Sembra poi opportuno aggiungere che l’art. 1341, pur prevedendo ai fini dell’efficacia di talune clausole l’esigenza di una specifica approvazione per iscritto non stabilisce che essa debba necessariamente avvenire – secondo lo schema poi diffusosi nella prassi negoziale “su carta” – attraverso una sottoscrizione specifica per ogni clausola vessatoria o per un intero gruppo di clausole.
In questa prospettiva, la conclusione cui sono pervenuti i Giudici di Catanzaro sembra figlia di una “cattiva traduzione” dal linguaggio analogico a quello digitale anziché il risultato di un processo di applicazione nel mondo dei bit della ratio di una norma nata – complice l’anagrafe – per governare fenomeni propri del mondo degli atomi.
Un flag e, a voler star tranquilli, una firma elettronica semplice o – qualora l’importanza del contratto lo giustifichi – una firma elettronica avanzata, dunque, appaiono dover esser considerati sufficienti a garantire l’efficacia delle clausole vessatorie nei contratti del commercio elettronico.
Ciò che conta, infatti, sembra dover essere la circostanza che venga documentata per iscritto – in uno qualsiasi dei modi in cui tale risultato è ottenibile alla stregua di quanto previsto dal Codice dell’amministrazione digitale – che la parte che non ha predisposto le condizioni generali, abbia, specificamente approvato le clausole vessatorie, scegliendo, conseguentemente ed in modo consapevole di aderire alla disciplina negoziale dell’accordo.

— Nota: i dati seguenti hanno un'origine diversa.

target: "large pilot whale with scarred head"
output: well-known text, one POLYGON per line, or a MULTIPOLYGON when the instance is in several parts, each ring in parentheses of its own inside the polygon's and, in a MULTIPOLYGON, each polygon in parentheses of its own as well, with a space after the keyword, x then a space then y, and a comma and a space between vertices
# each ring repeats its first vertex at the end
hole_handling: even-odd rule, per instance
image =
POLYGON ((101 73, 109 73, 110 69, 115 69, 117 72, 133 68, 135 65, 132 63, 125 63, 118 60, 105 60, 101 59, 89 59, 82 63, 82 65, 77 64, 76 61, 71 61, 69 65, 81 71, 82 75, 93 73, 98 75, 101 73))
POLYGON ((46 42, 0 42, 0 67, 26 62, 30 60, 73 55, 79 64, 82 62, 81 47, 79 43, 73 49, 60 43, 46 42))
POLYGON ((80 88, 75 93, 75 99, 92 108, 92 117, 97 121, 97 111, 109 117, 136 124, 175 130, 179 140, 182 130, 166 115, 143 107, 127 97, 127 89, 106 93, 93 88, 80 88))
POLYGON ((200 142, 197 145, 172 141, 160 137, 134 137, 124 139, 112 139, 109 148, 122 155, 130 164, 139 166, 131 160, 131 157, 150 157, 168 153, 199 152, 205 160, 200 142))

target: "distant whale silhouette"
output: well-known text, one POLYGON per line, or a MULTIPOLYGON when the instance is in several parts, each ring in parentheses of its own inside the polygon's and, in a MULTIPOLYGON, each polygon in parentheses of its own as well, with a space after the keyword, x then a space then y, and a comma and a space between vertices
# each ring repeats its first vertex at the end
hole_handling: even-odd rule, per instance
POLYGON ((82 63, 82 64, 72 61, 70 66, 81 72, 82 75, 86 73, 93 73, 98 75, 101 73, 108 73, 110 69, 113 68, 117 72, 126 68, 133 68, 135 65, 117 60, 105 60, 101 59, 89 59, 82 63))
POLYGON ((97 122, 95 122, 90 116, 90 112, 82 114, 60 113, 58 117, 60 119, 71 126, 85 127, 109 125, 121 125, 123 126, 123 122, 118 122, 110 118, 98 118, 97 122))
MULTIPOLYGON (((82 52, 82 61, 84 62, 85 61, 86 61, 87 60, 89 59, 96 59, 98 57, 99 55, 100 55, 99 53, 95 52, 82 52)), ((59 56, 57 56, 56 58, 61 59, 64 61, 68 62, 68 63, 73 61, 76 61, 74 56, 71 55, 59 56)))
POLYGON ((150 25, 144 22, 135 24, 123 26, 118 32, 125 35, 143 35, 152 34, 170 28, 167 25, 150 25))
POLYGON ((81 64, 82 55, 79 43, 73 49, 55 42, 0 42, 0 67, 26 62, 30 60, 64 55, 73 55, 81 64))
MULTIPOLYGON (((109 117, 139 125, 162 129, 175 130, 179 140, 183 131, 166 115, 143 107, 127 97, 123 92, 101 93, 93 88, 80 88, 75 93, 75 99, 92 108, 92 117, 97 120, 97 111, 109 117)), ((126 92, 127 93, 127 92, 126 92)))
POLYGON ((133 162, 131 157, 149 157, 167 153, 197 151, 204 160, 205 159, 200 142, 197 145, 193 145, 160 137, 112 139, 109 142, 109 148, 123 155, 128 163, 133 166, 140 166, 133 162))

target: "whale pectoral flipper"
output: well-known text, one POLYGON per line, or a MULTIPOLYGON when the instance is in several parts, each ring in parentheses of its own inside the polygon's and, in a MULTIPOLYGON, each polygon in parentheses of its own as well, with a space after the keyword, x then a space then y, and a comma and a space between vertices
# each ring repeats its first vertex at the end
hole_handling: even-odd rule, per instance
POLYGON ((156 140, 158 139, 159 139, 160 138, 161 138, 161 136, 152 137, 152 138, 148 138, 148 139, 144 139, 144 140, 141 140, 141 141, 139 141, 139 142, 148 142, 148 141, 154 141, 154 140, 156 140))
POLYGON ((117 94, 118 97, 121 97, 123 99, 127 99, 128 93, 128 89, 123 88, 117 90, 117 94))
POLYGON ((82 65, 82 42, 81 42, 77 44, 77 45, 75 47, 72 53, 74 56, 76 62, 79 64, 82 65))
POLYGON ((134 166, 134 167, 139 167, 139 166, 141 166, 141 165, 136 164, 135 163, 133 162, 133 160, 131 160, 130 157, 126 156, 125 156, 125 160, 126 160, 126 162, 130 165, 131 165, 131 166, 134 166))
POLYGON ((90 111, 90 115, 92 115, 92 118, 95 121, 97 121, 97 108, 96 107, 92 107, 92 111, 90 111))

Tutto, in altre parole, sembra destinato a tradursi in una questione di valutazione di efficacia probatoria complessiva della documentazione contrattuale, senza che sia, tuttavia possibile – come invece pretenderebbero i Giudici del Tribunale di Catanzaro – di trasformare tutti i contratti per adesione del commercio elettronico da contratti a “forma libera” in contratti a “forma vincolata” o, peggio ancora, se si consente il gioco di parole in contratti necessariamente a “firma digitale”.
Occorre, tuttavia, rilevare che se i Giudici del Tribunale di Catanzaro sono caduti nell’equivoco all’origine della decisione, altri potrebbero cadervi in futuro.
Considerato, pertanto, che il Governo sta per “dare alle stampe” l’atteso Decreto Digitalia, sarebbe opportuno che si cogliesse l’occasione per dissipare, una volta per tutte, ogni dubbio: l’Italia è già indietro nella rivoluzione digitale e rallentarne ulteriormente la corsa richiedendo una firma digitale per acquistare online un software o un file musicale, sembra davvero un rischio da scongiurare.